DEAR BRUCE: When I purchased my home several years ago, I had to sign all kinds of papers acknowledging that we were buying a home in a deed-restricted community, and that we would follow all the guidelines in a packet we received from the homeowners association. I have since found out that while we have a homeowners association, no one is assigned to enforce the covenants.
What is the point of signing all of this paperwork when there is no way to enforce everything? We have neighbors who are not following the rules and guidelines, and there's no one to follow up. – Reader in Florida
A: Here in Florida, where you and I both reside, deed restrictions are a big part of the lifestyle. I know of a community that has people who drive around in homeowners association cars and write down infractions. Then letters go out to those homeowners. It is written in the association's covenants that if you don't take care of these infractions in a certain amount of time, you can actually lose your house to the homeowners association through a legal process.
There are many subdivisions that go far and beyond to enforce their covenants, and then there are some that don't do anything. These restrictions can be enforced by going to court, but there are expenses involved that fall back to the homeowners' responsibility.

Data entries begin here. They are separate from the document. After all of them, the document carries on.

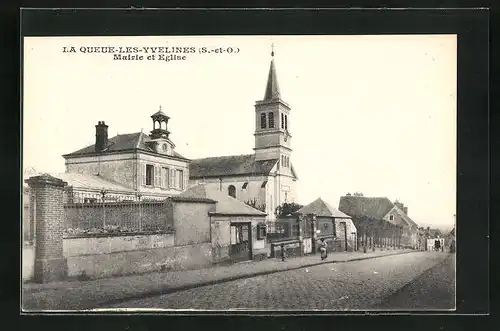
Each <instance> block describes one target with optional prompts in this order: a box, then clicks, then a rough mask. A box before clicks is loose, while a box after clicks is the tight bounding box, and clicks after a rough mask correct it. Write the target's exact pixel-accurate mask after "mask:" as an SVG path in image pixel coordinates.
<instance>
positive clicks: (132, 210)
mask: <svg viewBox="0 0 500 331" xmlns="http://www.w3.org/2000/svg"><path fill="white" fill-rule="evenodd" d="M64 198H65V204H64V212H65V213H64V214H65V229H66V231H65V234H66V235H67V236H75V235H76V236H78V235H84V234H101V233H102V234H104V233H130V232H162V231H167V230H172V229H173V221H172V220H171V219H169V217H168V213H167V207H166V204H165V201H161V200H160V201H159V200H154V199H151V198H149V199H148V198H143V197H141V196H136V195H126V194H119V193H109V192H104V191H103V192H73V191H71V190H67V191H66V192H65V197H64Z"/></svg>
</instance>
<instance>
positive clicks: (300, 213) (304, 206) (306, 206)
mask: <svg viewBox="0 0 500 331" xmlns="http://www.w3.org/2000/svg"><path fill="white" fill-rule="evenodd" d="M297 213H300V214H316V216H327V217H338V218H350V216H348V215H346V214H344V213H343V212H341V211H339V210H337V209H335V208H334V207H332V206H331V205H330V204H328V203H327V202H325V201H324V200H323V199H321V198H318V199H316V200H314V201H313V202H311V203H310V204H308V205H307V206H304V207H302V208H300V209H299V210H297Z"/></svg>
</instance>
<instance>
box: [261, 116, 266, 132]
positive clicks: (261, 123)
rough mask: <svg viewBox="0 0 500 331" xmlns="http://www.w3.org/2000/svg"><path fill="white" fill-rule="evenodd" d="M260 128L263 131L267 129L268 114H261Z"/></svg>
mask: <svg viewBox="0 0 500 331" xmlns="http://www.w3.org/2000/svg"><path fill="white" fill-rule="evenodd" d="M260 128H261V129H265V128H266V113H262V114H260Z"/></svg>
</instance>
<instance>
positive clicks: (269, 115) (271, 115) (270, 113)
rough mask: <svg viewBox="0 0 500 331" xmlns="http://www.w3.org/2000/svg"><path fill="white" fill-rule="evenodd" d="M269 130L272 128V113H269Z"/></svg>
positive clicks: (272, 127) (272, 124)
mask: <svg viewBox="0 0 500 331" xmlns="http://www.w3.org/2000/svg"><path fill="white" fill-rule="evenodd" d="M269 128H271V129H273V128H274V113H269Z"/></svg>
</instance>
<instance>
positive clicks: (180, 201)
mask: <svg viewBox="0 0 500 331" xmlns="http://www.w3.org/2000/svg"><path fill="white" fill-rule="evenodd" d="M213 211H215V203H197V202H181V201H174V202H173V203H172V214H173V215H172V219H173V220H174V228H175V231H176V232H175V245H179V246H183V245H193V244H201V243H210V218H209V216H208V213H209V212H213Z"/></svg>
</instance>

I think if you push the homeowners association enough with complaints, it will be forced to do something. Deed restrictions are simply a contract among a group of people who have purchased in a given area. Without an enforcement agency such as a deed restriction committee of the homeowners association, nothing will happen unless an individual or a group of individuals takes the bull by the horns.
Q: I have an opportunity to purchase a house at a very good price. The house is being offered way below market value and is a great deal. My quandary is, should I pay cash, which I can afford, or get a mortgage, which won't be a problem as I have excellent credit and the income to back a mortgage. Which way would you recommend we go? – Reader, via email
A: The easiest thing for you to do is to figure out the math. Say the house costs you $100,000, and it will cost you 4 percent for the mortgage. Now say you can invest that same $100,000 and earn 5 percent a year. If that's the case, keep the money invested and get a mortgage. Not only will you be earning 5 percent, but you can deduct the mortgage costs on your taxes every year.
This doesn't have to be rocket science; it's simple math. It's a matter of what is the least expensive way to go, and which way will give you the most for your money.